Argentina-Brasil. El desafío de Messi: salvar a la patria con un cuchillo y un tenedor de plástico

Otra vez Leo quedó muy solo en un equipo que luce desorientado

Se agacha y empieza a atarse el cordón izquierdo, ajeno. A 50 metros, en un córner, un racimo amarillo empieza la fiesta que escala hacia las cuatro tribunas del Mineirao. Aúlla el estadio, se silencia Messi. Brasil acaba de meter el gol del 2-0, un golpe dado con la destreza del niño Gabriel Jesús y la precisión del cirujano Neymar. Él se incorpora, pero ni una palabra suelta. Morbosa, la cámara lo busca y el director ofrece su cara compungida a través de las pantallas gigantes. La enseñanza lastima: cuando las cosas estén mal, conviene saber que pueden ponerse peor. Como aquí y ahora.

Se le pide que sea salvador de la patria futbolera argentina, pero al capitán no se le arrima ni un edecán para ayudarlo aunque más no sea a sostener la bandera. Autor de mil historias épicas, ahora parece abandonado a una tarea que se antoja titánica: levantar a un equipo que coquetea en el precipicio de la clasificación al Mundial. Será, tendrá que ser, su nuevo combustible: quebrada en el juego, débil en el banco y atormentada en el ánimo, a la selección le queda la carta Messi como principio y final de todo.

En el fuego del Mineirao, lo mejor que le pasó ocurrió antes de que empezara el partido: dos abrazos consecutivos con Neymar, después de los himnos y justo cuando se pararon para arrancar. Pero su amigo no puede ayudarlo en esta gestión. Tampoco sus compañeros, según enseña el paso de las fechas. Anoche no le salieron al rescate Higuaín, Di María ni Agüero cuando ingresó. Sólo Enzo Pérez, el rato que jugó, supo leer que lo mejor que le puede pasar a un equipo que tiene a Messi es jugar con Messi. El problema es que tampoco parece entenderlo Bauza, que elige desarroparlo en vez de rodearlo.

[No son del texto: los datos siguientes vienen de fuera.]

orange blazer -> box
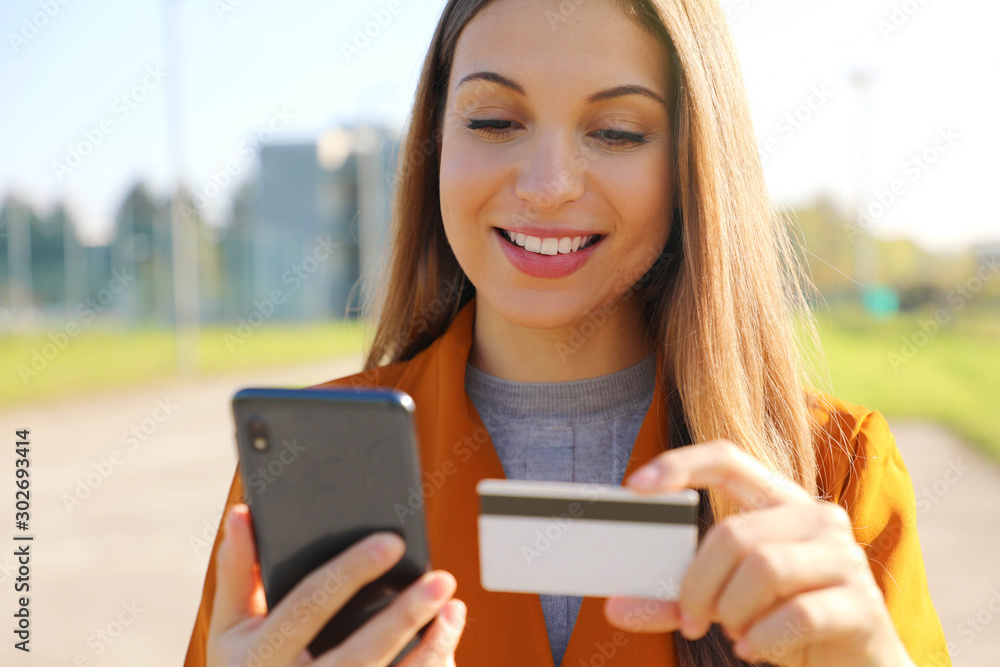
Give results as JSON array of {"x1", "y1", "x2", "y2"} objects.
[{"x1": 184, "y1": 297, "x2": 951, "y2": 667}]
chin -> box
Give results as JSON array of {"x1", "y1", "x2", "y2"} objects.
[{"x1": 477, "y1": 289, "x2": 597, "y2": 329}]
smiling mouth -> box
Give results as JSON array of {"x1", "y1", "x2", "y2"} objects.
[{"x1": 493, "y1": 227, "x2": 605, "y2": 255}]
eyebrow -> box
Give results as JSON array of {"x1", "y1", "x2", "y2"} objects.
[{"x1": 455, "y1": 71, "x2": 667, "y2": 107}]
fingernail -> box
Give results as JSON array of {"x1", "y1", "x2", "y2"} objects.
[
  {"x1": 444, "y1": 604, "x2": 465, "y2": 632},
  {"x1": 424, "y1": 576, "x2": 447, "y2": 602},
  {"x1": 628, "y1": 466, "x2": 660, "y2": 489}
]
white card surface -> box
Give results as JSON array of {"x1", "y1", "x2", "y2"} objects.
[{"x1": 476, "y1": 479, "x2": 698, "y2": 600}]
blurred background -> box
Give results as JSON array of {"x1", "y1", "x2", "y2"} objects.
[{"x1": 0, "y1": 0, "x2": 1000, "y2": 666}]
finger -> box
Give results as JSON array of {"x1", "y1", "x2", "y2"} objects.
[
  {"x1": 604, "y1": 596, "x2": 681, "y2": 632},
  {"x1": 257, "y1": 532, "x2": 406, "y2": 664},
  {"x1": 211, "y1": 503, "x2": 260, "y2": 632},
  {"x1": 678, "y1": 503, "x2": 821, "y2": 639},
  {"x1": 322, "y1": 570, "x2": 458, "y2": 666},
  {"x1": 400, "y1": 598, "x2": 467, "y2": 667},
  {"x1": 626, "y1": 440, "x2": 812, "y2": 508},
  {"x1": 715, "y1": 541, "x2": 868, "y2": 640},
  {"x1": 733, "y1": 586, "x2": 875, "y2": 664}
]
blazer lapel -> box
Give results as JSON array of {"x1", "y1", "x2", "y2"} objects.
[{"x1": 397, "y1": 297, "x2": 674, "y2": 667}]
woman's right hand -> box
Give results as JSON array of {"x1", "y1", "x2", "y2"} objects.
[{"x1": 206, "y1": 503, "x2": 466, "y2": 667}]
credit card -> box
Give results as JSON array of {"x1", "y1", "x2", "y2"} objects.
[{"x1": 476, "y1": 479, "x2": 698, "y2": 600}]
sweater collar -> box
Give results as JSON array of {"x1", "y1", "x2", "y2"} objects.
[{"x1": 397, "y1": 296, "x2": 675, "y2": 667}]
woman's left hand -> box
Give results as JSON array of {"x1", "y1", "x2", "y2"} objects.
[{"x1": 604, "y1": 440, "x2": 913, "y2": 667}]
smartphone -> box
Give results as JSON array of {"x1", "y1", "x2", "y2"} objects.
[
  {"x1": 476, "y1": 479, "x2": 698, "y2": 600},
  {"x1": 232, "y1": 387, "x2": 431, "y2": 664}
]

Leo trató de que su zona fuera aquella donde hace daño, cerca del área. Pero la soledad primero y el resultado después lo fueron retrasando: si no, la pelota no le llegaría casi nunca. Eso, mientras el partido fue partido y cualquier intento tenía sentido. Después de la puñalada de Neymar, esa que lo dejó con la mirada en los botines, padeció la peor versión de la raquítica era Bauza: un segundo tiempo de espanto, que podría haber llevado el estado de la cuestión a un lugar incluso más subterráneo. Aunque parezca mentira imaginarlo. Impotente, ensayó un pique sin destino, hizo un lateral, se corrió de posición. Búsquedas condenadas a un fracaso colectivo que tendrá su caja de resonancia hasta, por lo menos, el cruce con Colombia del martes.

Al final, cuando el árbitro se apiadó de la paliza, Messi se dio el último abrazo de la noche con otro viejo amigo, Dani Alves, y se fue caminando solo, sin esperar ningún protocolo de saludo grupal. Ni para despedirse de su socio en Catalunya, que celebraba en el otro costado de la cancha.

Serán días difíciles los que vienen, con la palabra crisis repiqueteando y la necesidad de cambiar la energía por una más saludable. Serán días en los que Messi deberá ejercer de capitán, para que las respuestas que no existen empiecen a elaborarse donde se tiene que cocinar la remontada: en el corazón del plantel.

El problema, en todo caso, es que el pretendido salvador de la patria parece obligado a pelear por toda Sudamérica con un cuchillo y un tenedor de plástico.